歷史如煙,那些或唯美或動人的故事,在冗長的日落月升中悄然沉澱。從此沒有人知道,那時光的滄海里究竟隱匿了多少笑與淚。
輝發河是松花江的一大支流。在滿語中,「輝發河」意為藍青色的水。金燦燦的陽光裡混雜著青草的香味兒,每一朵浪花的背後,都藏著一段不為人知的旋律。
明朝末年,起源於富爾哈河的「沙濟富察氏」遷居輝發河畔,逐漸發展成為輝發部落。輝發部落傳至第四代時,宗族分成兩支:長支由莽色都朱乎率領,次支由旺吉努率領。莽色都朱乎與旺吉努是親兄弟,姓那拉氏。
莽色都朱乎的小女兒後來嫁給清太祖努爾哈赤,是為繼妃袞代。傳說,兗代貌美傾城,但是卻因得罪皇帝而被處死。《清史稿》上對她的死只含糊地記載了這樣一句話:「天命五年,妃得罪,死。」
在那個男尊女卑的封建王朝,女性總是處於從屬地位。那拉氏從未見過袞代,雖然隔了好幾輩,但是她們骨子裡的倔強,卻是那麼相似。或許從一開始,那拉氏就註定了悲壯的命運。
在袞代被努爾哈赤賜死後,莽色都朱乎的宗族從此衰敗,其家族成員也遭到清王朝排斥,漸漸消失在浩瀚的歷史煙雲中。而由旺吉努率領的一支,於明朝末年投靠努爾哈赤並受到重用,旺吉努也被封為牛錄額真(清朝官職名,後改稱為「牛錄章京」,譯為「佐領」,正四品),其子孫後代也日漸顯貴,併成為輝發部中最為繁盛的一支。
旺吉努的佐領之職是世襲的,平時是普通的行政官,要掌管當地百姓的戶口、田宅、兵籍、訴訟等事。當戰事起時,他則率領將士保家衛國,承擔軍事重任。
在滿洲「八旗」制度中,旺吉努屬於鑲藍旗。高貴的血脈一代代沿襲下去,佐領之職也成了輝發那拉家族的傳世之寶。時間如同浩瀚的江水流轉不息,當納爾布從哥哥羅多(羅多升任右衛護軍參領,佐領之職交付弟弟)手中接過這個職位時,一場改變家族命運的大事正悄然醞釀著。

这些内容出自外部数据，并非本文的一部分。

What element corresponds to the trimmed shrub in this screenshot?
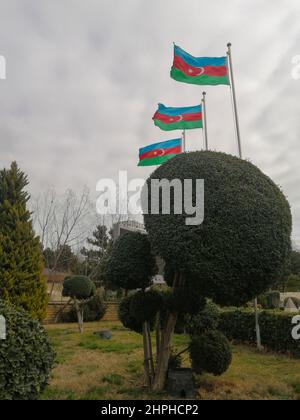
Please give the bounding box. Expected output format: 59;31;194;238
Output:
219;308;300;358
189;331;232;376
0;300;55;400
285;274;300;292
284;296;300;309
130;289;163;324
62;276;96;300
258;290;280;309
106;232;158;290
118;295;143;334
167;283;206;315
142;151;292;306
60;293;106;322
185;302;220;336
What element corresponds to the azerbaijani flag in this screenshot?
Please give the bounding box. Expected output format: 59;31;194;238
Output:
138;139;182;166
171;45;230;85
153;104;203;131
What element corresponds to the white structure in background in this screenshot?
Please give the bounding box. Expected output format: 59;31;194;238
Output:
112;220;147;242
0;315;6;340
284;298;299;313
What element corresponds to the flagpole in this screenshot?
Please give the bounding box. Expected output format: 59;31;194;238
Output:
227;42;263;351
227;42;243;159
181;130;186;152
202;92;208;150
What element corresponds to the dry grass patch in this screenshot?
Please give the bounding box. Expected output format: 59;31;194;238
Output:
42;322;300;400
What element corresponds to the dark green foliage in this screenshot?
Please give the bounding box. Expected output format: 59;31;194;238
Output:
0;162;47;319
167;283;206;315
290;251;300;276
60;293;106;322
130;289;163;324
168;352;182;370
119;289;163;333
144;152;291;305
285;274;300;292
0;300;55;400
190;331;232;376
185;302;220;336
284;296;300;309
62;276;96;300
118;295;143;333
77;225;114;289
258;290;280;309
219;309;300;357
106;232;157;290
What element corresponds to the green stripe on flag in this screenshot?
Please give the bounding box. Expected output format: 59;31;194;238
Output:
171;67;230;85
154;120;203;131
138;154;177;166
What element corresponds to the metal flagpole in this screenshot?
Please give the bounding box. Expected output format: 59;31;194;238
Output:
181;130;186;152
227;42;243;159
202;92;208;150
227;42;263;351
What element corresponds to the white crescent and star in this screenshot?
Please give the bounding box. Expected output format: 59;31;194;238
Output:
153;149;165;156
170;115;183;122
188;67;205;76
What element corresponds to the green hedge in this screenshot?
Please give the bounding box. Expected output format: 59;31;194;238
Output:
0;300;55;400
219;308;300;358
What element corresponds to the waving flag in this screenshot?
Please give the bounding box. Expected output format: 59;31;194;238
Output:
138;139;182;166
171;45;230;85
153;104;203;131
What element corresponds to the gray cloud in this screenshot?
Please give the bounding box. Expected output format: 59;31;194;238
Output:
0;0;300;245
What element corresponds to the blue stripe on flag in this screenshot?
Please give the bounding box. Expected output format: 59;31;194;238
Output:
174;45;227;67
139;138;181;155
157;104;202;116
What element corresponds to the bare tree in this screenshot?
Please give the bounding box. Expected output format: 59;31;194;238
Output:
31;188;91;297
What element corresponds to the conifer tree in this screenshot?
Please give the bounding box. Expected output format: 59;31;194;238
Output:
0;162;47;319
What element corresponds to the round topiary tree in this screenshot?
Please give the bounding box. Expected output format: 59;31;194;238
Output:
59;293;106;322
0;300;55;400
142;151;291;390
62;276;96;333
106;232;160;387
106;232;160;387
189;331;232;376
106;232;157;290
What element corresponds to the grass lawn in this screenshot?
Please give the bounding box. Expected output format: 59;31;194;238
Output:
41;322;300;400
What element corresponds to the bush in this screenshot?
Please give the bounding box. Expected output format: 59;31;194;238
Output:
60;293;106;322
0;300;55;400
142;151;292;305
167;283;206;315
285;274;300;292
258;291;280;309
62;276;96;300
185;302;220;336
219;308;300;358
130;289;162;324
118;295;143;334
190;331;232;376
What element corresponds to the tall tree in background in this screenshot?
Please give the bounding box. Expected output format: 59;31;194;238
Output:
78;225;113;288
0;162;47;319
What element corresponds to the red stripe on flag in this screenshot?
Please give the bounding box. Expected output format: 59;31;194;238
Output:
173;55;228;77
140;146;181;160
153;112;202;124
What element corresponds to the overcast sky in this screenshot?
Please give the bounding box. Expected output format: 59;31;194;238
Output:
0;0;300;245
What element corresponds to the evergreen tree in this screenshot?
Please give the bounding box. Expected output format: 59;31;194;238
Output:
0;162;47;319
77;225;113;289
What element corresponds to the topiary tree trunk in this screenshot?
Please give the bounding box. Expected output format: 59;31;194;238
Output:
74;298;84;334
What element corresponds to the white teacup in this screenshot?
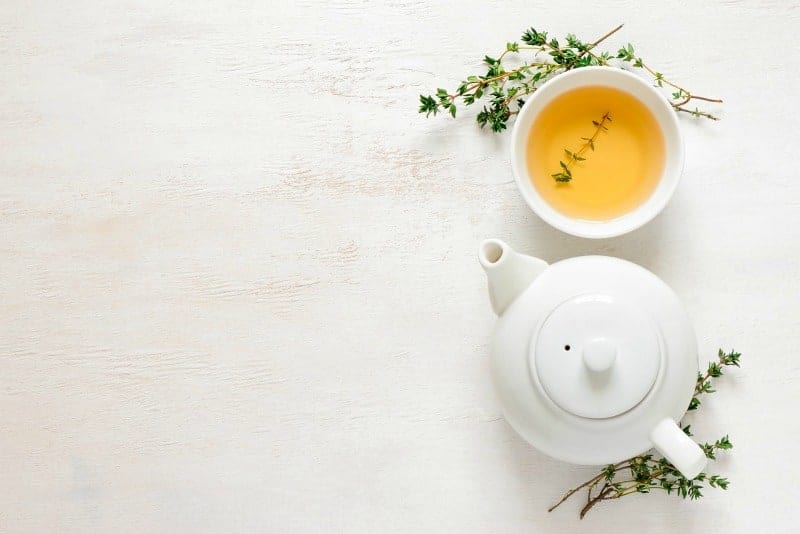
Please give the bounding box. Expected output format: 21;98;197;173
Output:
511;67;683;238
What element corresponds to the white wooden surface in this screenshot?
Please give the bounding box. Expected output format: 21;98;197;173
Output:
0;0;800;533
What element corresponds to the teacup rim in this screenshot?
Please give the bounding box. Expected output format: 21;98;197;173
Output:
511;66;684;239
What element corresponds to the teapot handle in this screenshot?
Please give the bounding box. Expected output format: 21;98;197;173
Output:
650;418;708;479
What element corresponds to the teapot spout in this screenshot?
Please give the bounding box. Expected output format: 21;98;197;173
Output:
478;239;547;315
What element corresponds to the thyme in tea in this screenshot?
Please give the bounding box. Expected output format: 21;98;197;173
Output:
550;111;611;183
548;349;741;519
419;24;722;132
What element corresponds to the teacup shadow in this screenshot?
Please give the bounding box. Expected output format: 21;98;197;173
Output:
509;206;668;271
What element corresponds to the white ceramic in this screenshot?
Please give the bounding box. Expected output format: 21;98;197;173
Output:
479;239;706;478
511;67;683;238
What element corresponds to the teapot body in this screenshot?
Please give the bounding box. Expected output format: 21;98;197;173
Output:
484;242;705;478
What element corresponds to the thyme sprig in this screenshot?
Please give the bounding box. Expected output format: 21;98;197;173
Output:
550;111;612;183
548;349;741;519
419;24;722;132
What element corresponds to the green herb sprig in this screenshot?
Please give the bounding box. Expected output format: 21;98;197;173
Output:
548;349;741;519
419;24;722;132
551;111;612;183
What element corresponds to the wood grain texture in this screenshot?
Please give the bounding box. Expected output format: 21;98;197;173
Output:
0;0;800;533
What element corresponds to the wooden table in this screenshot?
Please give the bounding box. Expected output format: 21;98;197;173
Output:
0;0;800;533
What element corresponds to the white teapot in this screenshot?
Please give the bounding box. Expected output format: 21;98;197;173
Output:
479;239;706;478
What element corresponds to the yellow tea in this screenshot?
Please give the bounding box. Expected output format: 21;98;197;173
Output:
526;86;665;221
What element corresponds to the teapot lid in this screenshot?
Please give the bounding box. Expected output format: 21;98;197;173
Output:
529;292;662;419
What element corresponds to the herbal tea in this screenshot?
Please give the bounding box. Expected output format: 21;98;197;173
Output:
526;86;665;220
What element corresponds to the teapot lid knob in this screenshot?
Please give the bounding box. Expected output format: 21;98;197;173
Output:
583;337;617;373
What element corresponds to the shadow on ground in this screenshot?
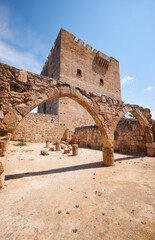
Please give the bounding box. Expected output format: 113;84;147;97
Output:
5;155;144;180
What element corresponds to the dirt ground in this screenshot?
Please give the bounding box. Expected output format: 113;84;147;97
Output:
0;142;155;240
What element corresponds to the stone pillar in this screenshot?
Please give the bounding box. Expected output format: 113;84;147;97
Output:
72;144;78;156
55;142;61;151
146;142;155;157
102;147;114;166
46;140;50;148
0;134;11;188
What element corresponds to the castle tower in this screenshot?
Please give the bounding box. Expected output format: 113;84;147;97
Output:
38;29;121;137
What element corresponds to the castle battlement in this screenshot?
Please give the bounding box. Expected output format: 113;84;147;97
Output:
41;28;118;77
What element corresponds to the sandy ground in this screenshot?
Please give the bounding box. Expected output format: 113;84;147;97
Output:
0;142;155;240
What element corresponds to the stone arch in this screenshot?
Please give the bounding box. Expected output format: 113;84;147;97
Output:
3;84;111;147
114;104;153;143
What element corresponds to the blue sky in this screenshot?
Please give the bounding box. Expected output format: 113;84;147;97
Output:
0;0;155;119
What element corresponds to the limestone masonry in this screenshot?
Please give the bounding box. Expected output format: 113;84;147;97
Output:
38;29;121;135
0;29;155;187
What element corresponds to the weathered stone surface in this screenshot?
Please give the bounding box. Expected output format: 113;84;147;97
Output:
55;142;61;151
40;150;48;156
102;148;114;166
72;144;78;156
0;29;153;189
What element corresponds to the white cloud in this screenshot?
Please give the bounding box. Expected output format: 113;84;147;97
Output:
145;86;153;92
0;3;49;74
0;41;42;74
121;76;134;86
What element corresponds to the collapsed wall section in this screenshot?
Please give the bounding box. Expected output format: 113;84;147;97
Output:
72;118;155;153
11;113;60;142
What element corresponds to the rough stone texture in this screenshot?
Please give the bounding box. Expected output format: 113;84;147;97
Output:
72;118;155;153
72;144;78;156
38;29;121;136
0;30;153;187
55;142;61;151
11;113;60;142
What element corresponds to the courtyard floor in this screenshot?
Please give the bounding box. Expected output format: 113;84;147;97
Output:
0;142;155;240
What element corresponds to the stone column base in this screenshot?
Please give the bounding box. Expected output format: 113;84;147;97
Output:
0;172;5;188
0;157;6;188
146;142;155;157
102;148;114;166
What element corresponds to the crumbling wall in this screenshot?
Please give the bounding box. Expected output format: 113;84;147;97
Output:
72;118;155;153
11;113;60;142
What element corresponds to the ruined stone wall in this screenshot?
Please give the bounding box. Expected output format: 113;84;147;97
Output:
38;29;121;138
11;113;60;142
72;119;155;153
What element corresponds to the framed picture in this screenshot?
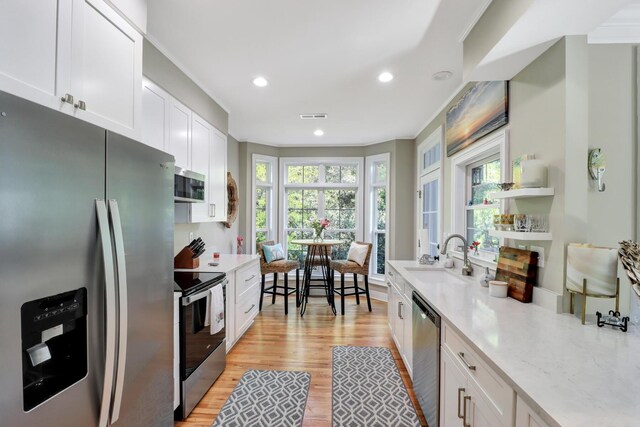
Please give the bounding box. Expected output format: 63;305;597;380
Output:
445;81;509;156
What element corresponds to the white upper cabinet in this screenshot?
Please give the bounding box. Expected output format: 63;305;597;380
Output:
0;0;142;139
69;0;142;139
0;0;65;108
142;79;171;152
208;128;227;221
190;113;213;222
169;98;191;169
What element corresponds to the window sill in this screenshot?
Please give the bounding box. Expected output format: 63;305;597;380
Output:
449;251;498;270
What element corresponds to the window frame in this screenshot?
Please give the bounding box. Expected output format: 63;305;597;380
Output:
365;153;391;280
278;157;364;257
463;152;504;259
451;129;510;265
249;153;278;254
414;125;445;258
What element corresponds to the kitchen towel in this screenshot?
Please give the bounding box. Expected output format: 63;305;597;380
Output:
418;228;430;256
204;286;224;335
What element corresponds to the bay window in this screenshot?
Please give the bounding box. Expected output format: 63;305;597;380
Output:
250;154;277;249
280;158;363;261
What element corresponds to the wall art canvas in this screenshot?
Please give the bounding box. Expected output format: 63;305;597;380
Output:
445;81;509;156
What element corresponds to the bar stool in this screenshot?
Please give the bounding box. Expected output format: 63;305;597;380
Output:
331;242;373;315
258;241;300;315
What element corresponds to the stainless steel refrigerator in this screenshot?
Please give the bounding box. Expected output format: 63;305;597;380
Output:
0;92;174;427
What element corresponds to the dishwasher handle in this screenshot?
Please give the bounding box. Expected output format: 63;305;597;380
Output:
411;291;440;328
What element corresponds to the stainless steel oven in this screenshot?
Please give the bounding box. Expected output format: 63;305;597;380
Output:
174;272;228;419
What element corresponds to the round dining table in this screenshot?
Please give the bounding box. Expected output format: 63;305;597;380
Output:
291;239;344;316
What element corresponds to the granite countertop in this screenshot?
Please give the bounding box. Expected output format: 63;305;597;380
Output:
175;249;260;274
389;261;640;426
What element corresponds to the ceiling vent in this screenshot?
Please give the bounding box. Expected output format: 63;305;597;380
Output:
300;113;327;120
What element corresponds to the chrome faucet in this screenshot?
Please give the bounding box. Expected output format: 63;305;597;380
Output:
440;234;473;276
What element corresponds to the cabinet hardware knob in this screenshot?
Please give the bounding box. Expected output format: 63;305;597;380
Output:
458;352;476;371
60;93;73;104
462;396;471;427
458;387;464;420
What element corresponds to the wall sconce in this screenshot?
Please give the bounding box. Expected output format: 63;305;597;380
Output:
588;148;606;192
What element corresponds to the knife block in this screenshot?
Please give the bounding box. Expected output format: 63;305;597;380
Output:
173;246;200;269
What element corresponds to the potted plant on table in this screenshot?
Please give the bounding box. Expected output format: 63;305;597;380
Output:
311;218;329;242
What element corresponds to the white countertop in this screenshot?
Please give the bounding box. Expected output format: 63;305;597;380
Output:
175;250;260;274
389;261;640;427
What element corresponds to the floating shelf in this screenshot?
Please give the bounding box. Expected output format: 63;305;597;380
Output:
489;230;552;240
489;188;554;199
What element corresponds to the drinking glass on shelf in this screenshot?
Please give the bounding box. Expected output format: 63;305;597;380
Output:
529;215;549;233
513;214;531;232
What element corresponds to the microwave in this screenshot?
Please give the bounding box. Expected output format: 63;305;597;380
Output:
173;166;206;203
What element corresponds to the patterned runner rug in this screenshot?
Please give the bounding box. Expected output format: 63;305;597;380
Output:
331;346;420;427
212;370;311;427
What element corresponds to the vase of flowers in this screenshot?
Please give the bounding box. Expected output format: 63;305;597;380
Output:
311;218;329;242
469;241;480;255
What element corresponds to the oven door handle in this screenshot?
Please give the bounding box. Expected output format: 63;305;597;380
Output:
182;279;229;306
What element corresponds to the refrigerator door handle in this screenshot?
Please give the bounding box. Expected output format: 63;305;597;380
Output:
109;200;128;424
96;199;116;427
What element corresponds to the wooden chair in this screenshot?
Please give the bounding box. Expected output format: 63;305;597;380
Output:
258;241;300;315
331;242;373;315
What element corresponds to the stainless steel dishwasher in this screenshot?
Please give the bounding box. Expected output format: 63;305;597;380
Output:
412;292;440;427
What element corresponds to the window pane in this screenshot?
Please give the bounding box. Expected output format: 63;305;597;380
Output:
287;166;302;184
324;190;356;229
340;165;358;184
373;162;387;183
376;188;387;230
471;159;500;205
324;165;340;184
467;209;500;253
256;162;271;182
376;233;387;274
303;166;319;184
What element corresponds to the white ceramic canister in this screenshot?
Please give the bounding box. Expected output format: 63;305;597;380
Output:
489;280;509;298
520;159;547;188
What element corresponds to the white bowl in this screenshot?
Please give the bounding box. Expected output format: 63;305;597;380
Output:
489;280;509;298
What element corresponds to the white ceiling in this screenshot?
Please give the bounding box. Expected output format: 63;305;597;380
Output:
468;0;630;80
148;0;488;146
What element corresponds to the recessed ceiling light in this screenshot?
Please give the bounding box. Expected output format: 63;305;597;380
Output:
253;76;269;87
431;70;453;82
378;71;393;83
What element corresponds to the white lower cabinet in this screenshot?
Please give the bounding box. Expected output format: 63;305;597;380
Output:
516;396;549;427
226;259;262;353
387;272;413;379
440;322;515;427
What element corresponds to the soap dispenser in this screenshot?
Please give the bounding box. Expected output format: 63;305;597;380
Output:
444;253;453;268
480;267;493;288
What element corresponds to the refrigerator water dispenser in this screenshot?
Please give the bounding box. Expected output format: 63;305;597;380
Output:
21;288;87;411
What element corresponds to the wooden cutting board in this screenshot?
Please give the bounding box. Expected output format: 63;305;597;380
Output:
496;246;538;302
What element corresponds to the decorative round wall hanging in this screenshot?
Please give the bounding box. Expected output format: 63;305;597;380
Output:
224;172;240;228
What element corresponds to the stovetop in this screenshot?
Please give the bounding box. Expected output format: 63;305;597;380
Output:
173;271;227;296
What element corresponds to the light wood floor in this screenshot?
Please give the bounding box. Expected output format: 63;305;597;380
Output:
175;296;426;427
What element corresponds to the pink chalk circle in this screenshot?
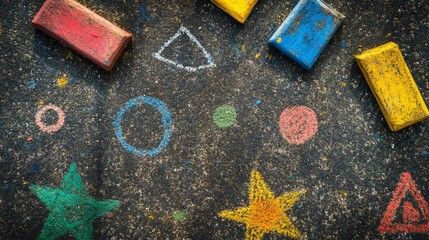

康熙五十六年(西元1717年),納爾布的妻子有了身孕。看著妻子日漸隆起的小腹,納爾布喜不自勝。他一次又一次祈禱著,希望愛妻能誕下一個男嬰,以繼承家族香火。
時間如同穿花而過的蝴蝶,靈動的觸角撥開了歲月的漣漪,卻終究不曾留下些許痕跡。人世間的許多事情並非人力可以扭轉,從出生的那一刻起,有很多東西是我們無法選擇的,比如出身,比如性別。
康熙五十七年(西元1718年)二月初十,佐領府上上下下忙成一團。傍晚時分,一聲清脆的嬰兒哭聲響起,那一瞬間,彷彿沉沉西墜的太陽也在奮力爬出山坳,只為看一眼這個可愛的小生命。
「恭喜老爺,夫人生了一位小千金!」接生婆嘴上說著恭維的話,但是內心裡卻滿是失落。如果夫人能生一位小少爺,她必然會得到厚厚的獎賞,但夫人生的是女孩,能得多少酬勞,只能看老爺心情如何了。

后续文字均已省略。